3. Many of you heard that terrible noise coming from the clutch when it was engaged. I posted it a while back. Here it is: http://www.youtube.com/watch?v=MBXdNUZ9bvA&feature=youtu.be

If someone could point me in the right direction on what I could purchase to help these issues until the funds are available for an entire new system? I was thinking a new adjustable master cylinder and probably a new slave with the throwout bearing.


----------



## AlaGreyGoat (Jul 6, 2006)

I would do the slave, throwout bearing and look at the disk while you're
in there. If the disk is worn or seperated, replace it. I would wait to do
the master cyl. until the full overhaul. Also, check the pilot bearing.

Larry


----------



## svede1212 (Nov 1, 2005)

It sounds like the clutch is not in the tolerance range of the car. A new clutch may fix the problem or at the least the slave may need shimming


----------



## Falco21 (May 11, 2010)

^^^^ It's funny you mention the shim. I was reading online a few minutes ago that Monster and LS7 Clutches do not need a shim, but the Spec Clutch DOES. Also, that many Spec Clutch failures are due to not being shimmed. I wonder if mine was never shimmed by the previous owner. I also found a way of measuring to see if it needs one. I will definitely be taking a look at this.


----------



## svede1212 (Nov 1, 2005)

The Spec may or may not need a shim and may not fix whatever issues you have. Shimmed my Spec would slip from not fully clamping because the piston of the slave couldn't retract enough. I tried a half thickness shim and that did the same thing. Removed it clamped completely BUT eventually (<8,000 mi.) over extended the piston and it blew all the fluid out leaving me stranded. I had the trans out 4 times with that clutch. My Diamond (like a Monster) dropped right in and I've been on it for nearly 20k mi. with no issues. I hated the Spec


----------



## Falco21 (May 11, 2010)

O ok. I think the best bet would be to just drop the tranny and take a look what's going on down there. I think I am going to go with a new slave w/ the throwout bearing and probably a new pilot bearing. See if that helps fix the issues. I will also measure and see if a shim is needed. 

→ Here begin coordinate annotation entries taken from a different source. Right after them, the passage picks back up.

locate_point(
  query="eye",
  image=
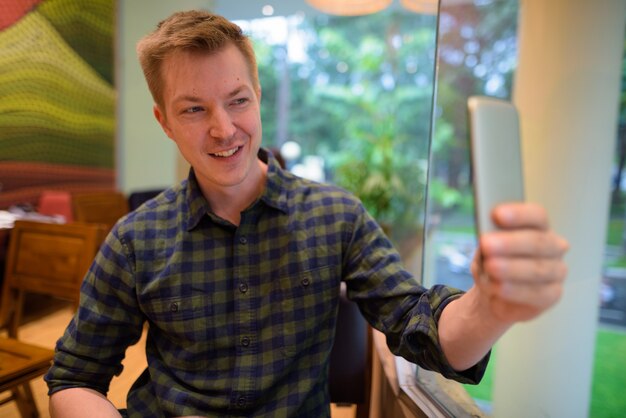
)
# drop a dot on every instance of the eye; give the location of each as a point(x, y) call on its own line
point(193, 109)
point(240, 101)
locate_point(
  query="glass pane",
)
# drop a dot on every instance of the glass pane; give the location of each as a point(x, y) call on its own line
point(609, 366)
point(348, 100)
point(477, 52)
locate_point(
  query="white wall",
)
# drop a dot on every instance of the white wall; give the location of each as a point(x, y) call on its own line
point(146, 157)
point(567, 90)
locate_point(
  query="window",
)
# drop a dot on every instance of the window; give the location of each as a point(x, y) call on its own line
point(348, 100)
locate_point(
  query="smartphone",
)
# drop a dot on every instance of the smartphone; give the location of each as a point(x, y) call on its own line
point(495, 156)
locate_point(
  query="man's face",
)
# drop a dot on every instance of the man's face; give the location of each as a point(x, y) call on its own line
point(211, 109)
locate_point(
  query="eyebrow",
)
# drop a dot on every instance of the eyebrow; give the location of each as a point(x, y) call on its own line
point(196, 99)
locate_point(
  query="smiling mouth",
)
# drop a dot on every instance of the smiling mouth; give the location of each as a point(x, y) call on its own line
point(227, 153)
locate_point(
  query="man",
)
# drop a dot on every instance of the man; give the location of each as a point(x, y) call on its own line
point(237, 270)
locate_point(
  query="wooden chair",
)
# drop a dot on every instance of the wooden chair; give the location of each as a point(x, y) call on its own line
point(49, 259)
point(349, 380)
point(103, 207)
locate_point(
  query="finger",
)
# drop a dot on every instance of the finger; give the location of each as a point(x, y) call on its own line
point(523, 243)
point(525, 270)
point(520, 215)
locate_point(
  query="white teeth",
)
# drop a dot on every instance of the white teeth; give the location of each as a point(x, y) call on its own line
point(226, 153)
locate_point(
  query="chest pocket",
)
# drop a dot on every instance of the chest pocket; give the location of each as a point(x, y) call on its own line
point(183, 329)
point(305, 306)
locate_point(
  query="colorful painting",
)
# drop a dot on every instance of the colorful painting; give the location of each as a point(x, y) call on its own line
point(57, 97)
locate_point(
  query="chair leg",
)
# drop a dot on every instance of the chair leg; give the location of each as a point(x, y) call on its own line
point(25, 401)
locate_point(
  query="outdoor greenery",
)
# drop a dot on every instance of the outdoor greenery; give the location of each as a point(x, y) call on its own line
point(358, 92)
point(608, 376)
point(360, 96)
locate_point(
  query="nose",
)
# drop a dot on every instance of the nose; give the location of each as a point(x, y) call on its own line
point(221, 125)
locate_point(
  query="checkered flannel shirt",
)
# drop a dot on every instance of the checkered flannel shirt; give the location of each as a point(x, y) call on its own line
point(242, 318)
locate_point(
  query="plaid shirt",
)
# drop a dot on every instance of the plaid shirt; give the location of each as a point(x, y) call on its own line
point(242, 318)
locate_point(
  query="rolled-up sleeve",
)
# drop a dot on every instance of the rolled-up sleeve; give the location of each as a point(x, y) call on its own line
point(393, 301)
point(107, 321)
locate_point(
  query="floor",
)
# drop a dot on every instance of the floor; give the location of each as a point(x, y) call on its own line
point(44, 326)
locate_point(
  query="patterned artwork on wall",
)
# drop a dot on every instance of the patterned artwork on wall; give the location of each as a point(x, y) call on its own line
point(57, 97)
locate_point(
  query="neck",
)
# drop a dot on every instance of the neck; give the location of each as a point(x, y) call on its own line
point(229, 202)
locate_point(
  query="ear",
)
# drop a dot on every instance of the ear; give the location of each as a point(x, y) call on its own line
point(160, 117)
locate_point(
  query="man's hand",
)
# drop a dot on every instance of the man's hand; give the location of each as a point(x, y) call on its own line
point(518, 274)
point(519, 270)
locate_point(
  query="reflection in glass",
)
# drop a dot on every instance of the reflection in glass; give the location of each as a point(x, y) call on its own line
point(477, 51)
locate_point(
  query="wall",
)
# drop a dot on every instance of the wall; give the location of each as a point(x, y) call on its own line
point(146, 157)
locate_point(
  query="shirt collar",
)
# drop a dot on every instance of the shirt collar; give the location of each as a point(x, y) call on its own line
point(274, 195)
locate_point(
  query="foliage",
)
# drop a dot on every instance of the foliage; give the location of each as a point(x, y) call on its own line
point(608, 379)
point(361, 99)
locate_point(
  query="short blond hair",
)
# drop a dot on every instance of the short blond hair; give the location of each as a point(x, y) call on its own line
point(191, 31)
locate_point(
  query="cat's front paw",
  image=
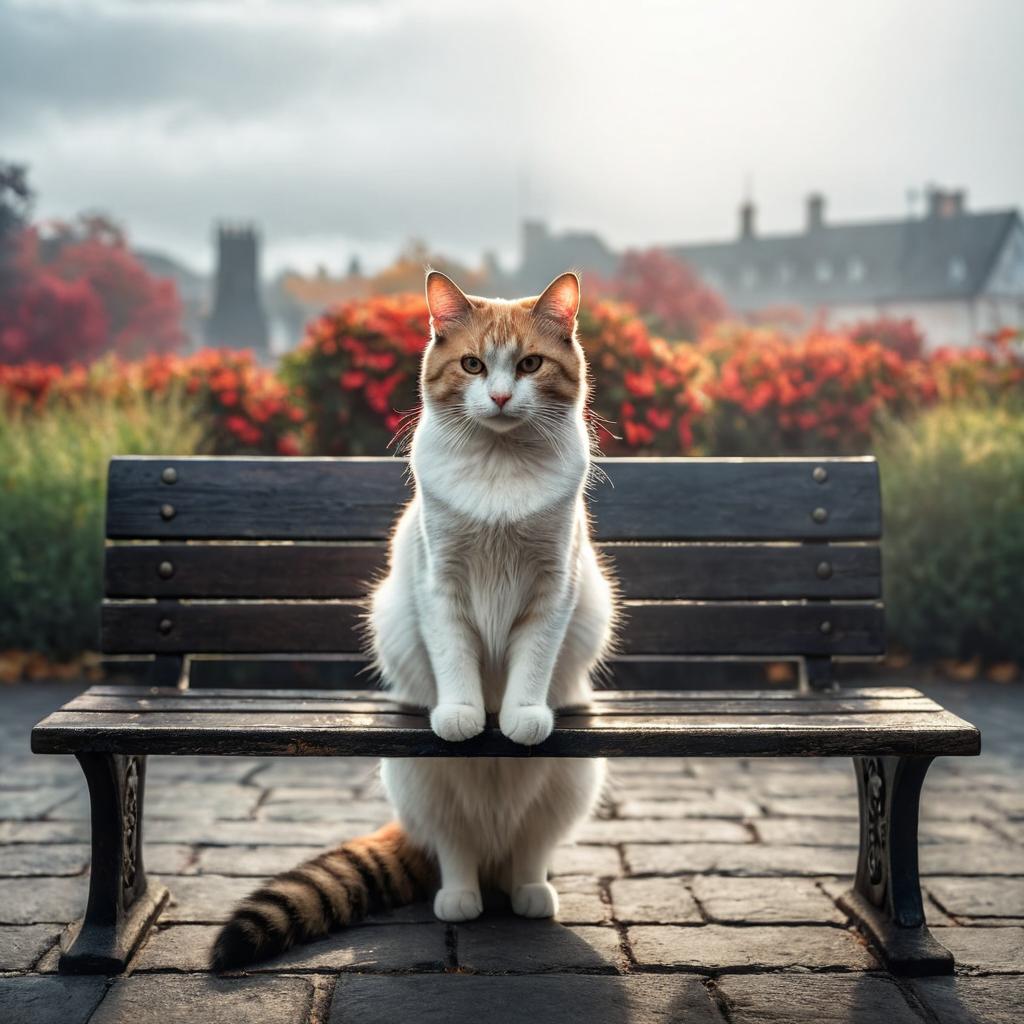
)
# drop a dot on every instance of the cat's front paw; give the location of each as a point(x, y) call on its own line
point(526, 724)
point(458, 904)
point(538, 899)
point(457, 722)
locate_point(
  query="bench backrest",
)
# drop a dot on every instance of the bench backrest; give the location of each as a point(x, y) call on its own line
point(767, 558)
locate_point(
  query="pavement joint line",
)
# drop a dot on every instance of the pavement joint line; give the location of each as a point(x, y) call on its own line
point(323, 995)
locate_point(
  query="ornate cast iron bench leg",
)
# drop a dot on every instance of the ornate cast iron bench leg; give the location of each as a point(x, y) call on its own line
point(885, 900)
point(123, 904)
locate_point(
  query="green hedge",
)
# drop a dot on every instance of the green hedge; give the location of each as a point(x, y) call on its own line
point(52, 491)
point(952, 486)
point(952, 489)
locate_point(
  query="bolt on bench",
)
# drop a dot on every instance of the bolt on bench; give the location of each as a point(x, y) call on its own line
point(728, 559)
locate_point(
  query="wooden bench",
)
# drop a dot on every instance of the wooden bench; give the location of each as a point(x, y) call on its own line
point(727, 559)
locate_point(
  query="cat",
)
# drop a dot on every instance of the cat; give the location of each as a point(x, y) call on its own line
point(495, 601)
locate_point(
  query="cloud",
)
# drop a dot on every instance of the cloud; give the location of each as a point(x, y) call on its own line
point(355, 125)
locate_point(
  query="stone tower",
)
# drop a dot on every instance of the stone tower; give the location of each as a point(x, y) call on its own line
point(238, 320)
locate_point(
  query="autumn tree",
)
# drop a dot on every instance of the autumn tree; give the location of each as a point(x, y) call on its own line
point(79, 292)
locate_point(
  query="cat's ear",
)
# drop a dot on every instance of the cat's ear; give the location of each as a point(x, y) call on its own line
point(559, 303)
point(448, 305)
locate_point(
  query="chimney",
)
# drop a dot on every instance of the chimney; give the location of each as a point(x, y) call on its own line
point(946, 202)
point(748, 212)
point(815, 211)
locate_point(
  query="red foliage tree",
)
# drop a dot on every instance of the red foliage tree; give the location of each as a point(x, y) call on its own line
point(52, 318)
point(80, 293)
point(673, 300)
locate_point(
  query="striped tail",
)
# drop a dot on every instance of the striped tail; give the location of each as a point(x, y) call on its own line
point(338, 888)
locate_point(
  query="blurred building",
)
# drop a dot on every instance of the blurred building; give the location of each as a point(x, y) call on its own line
point(238, 318)
point(194, 291)
point(957, 273)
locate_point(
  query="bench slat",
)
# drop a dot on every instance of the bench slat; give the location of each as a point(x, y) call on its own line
point(650, 628)
point(341, 570)
point(395, 735)
point(600, 696)
point(184, 701)
point(357, 499)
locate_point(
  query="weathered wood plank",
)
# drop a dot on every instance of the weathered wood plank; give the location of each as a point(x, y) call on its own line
point(282, 570)
point(185, 701)
point(357, 499)
point(357, 734)
point(713, 571)
point(600, 696)
point(649, 628)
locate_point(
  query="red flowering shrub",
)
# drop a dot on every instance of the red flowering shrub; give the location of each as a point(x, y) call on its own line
point(995, 371)
point(356, 373)
point(646, 395)
point(816, 393)
point(246, 409)
point(671, 298)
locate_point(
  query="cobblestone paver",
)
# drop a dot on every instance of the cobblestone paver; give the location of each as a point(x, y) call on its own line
point(704, 892)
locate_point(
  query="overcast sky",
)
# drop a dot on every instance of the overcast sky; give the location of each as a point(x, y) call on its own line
point(349, 127)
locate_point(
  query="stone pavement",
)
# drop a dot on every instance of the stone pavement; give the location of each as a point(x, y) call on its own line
point(704, 893)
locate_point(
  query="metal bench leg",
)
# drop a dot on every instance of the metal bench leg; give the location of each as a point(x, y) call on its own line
point(123, 904)
point(885, 900)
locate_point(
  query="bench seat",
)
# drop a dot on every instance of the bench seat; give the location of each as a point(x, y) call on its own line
point(720, 561)
point(619, 723)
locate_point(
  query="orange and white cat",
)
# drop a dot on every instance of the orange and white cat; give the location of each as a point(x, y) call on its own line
point(495, 601)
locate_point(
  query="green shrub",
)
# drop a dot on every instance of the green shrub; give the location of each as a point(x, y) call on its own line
point(952, 483)
point(52, 491)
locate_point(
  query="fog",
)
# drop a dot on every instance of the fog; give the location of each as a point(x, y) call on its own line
point(348, 128)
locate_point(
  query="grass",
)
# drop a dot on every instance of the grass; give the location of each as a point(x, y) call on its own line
point(52, 491)
point(952, 486)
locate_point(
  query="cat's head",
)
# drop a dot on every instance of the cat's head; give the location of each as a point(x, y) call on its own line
point(502, 364)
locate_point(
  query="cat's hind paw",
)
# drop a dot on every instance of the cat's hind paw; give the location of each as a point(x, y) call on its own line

I agree completely though, the Spec clutch has been nothing but problems for me. When my car was in the shop being painted, they asked me if there was something wrong with the clutch. I told them its a Spec and has been like that since I bought it, but everyone I talk to has the same problems. The owner of the shop said he has a Corvette in there now with the same clutch and the exact same issues. Seems it really is a common problem.


----------